During surgery, the doctor usually makes a small incision in the eye and removes the cataract by breaking it up with ultrasound and taking the pieces out of the lens capsule (phacoemulsification). Sometimes doctors use a laser (called a femtosecond laser) during certain parts of cataract surgery, such as making incisions and entering and softening the cataract so that it is easier to remove with ultrasound. Where phacoemulsification is not available, doctors can simply remove the lens during surgery without the use of ultrasound. This technique is called conventional extracapsular cataract extraction.

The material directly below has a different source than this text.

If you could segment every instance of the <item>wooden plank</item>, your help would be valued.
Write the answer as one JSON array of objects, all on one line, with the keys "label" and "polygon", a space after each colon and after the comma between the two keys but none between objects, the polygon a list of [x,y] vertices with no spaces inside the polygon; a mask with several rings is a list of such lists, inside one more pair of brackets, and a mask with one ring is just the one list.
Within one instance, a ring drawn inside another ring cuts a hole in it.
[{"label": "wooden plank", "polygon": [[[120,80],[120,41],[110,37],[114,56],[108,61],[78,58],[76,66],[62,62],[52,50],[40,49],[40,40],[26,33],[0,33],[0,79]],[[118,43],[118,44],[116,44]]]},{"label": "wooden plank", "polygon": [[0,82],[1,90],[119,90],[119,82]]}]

When all the cataract pieces have been removed, the surgeon usually places a plastic or silicone lens (intraocular lens) in the lens capsule. However, the intraocular lens cannot always be safely placed. When lens placement is not possible, people must wear thick eyeglasses or contact lenses after the cataract has been removed.
The procedure normally takes about 30 minutes, and the person can go home the same day. No sutures are usually needed because the incision into the eye is small and seals itself.
People should make arrangements in advance to get extra help at home for a few days after surgery because activity may be restricted (for example, bending over and heavy lifting may be prohibited). Vision changes, such as blurred vision and discomfort with bright light, may occur for a short time after surgery.
For a few weeks after surgery, corticosteroid eye drops and antibiotic eye drops are used to reduce inflammation, prevent infection, and promote healing. People are given eyeglasses or a plastic shield to wear while sleeping to protect the eye from injury until healing is complete, usually a few weeks. Rubbing the eye, heavy lifting, and excessive forward bending are avoided. People visit the doctor the day after surgery and then typically one week and one month later. If a person has cataracts in both eyes, many doctors wait several months after the first eye has healed to remove a cataract from the other eye.
Many people notice improved distance vision within a few weeks after cataract surgery. Almost everyone will need eyeglasses for reading, and some people will need eyeglasses to obtain the best possible distance vision as well.
Newer intraocular lenses with multiple focusing powers (multifocal lenses) may allow a person to have good near and distance vision without needing glasses, although some people may lose contrast and experience starbursts and halos at night with these lenses. The doctor makes calculations before the surgery to decide how powerful the artificial lens should be. Thus, it is possible to go from wearing very thick eyeglasses before the surgery to wearing much thinner eyeglasses after it. Some people with the newer multifocal lenses no longer need eyeglasses or need them for only certain things, such as driving at night, reading in dim light, or for midrange vision, such as viewing a computer monitor. Some other lenses can correct astigmatism in the eye and that can also reduce the need for glasses after surgery.
Major complications after cataract surgery are rare. Proper follow-up with the doctor can lead to early detection and treatment of complications. Complications include:
- A person may develop an infection (endophthalmitis) or serious bleeding in the eye, which can lead to a loss of vision.
- Eye pressure may become too high, which if left untreated, may lead to glaucoma, or displacement of the implant.
- The back of the eye (retina) can become swollen or detached.
- Rarely, people with retinal disorders, such as diabetic retinopathy, may notice their vision worsen after the operation.
In some people, the thin, transparent back layer (capsule) deliberately left behind in the eye after the original lens was removed becomes clouded, impairing vision. This problem, called a secondary cataract (or posterior capsule opacification, occurs in about one in four people who have had cataract surgery, months or even years after an artificial lens is implanted. Typically, it is treated by using a laser to make a small opening in the hazy capsule to let light through.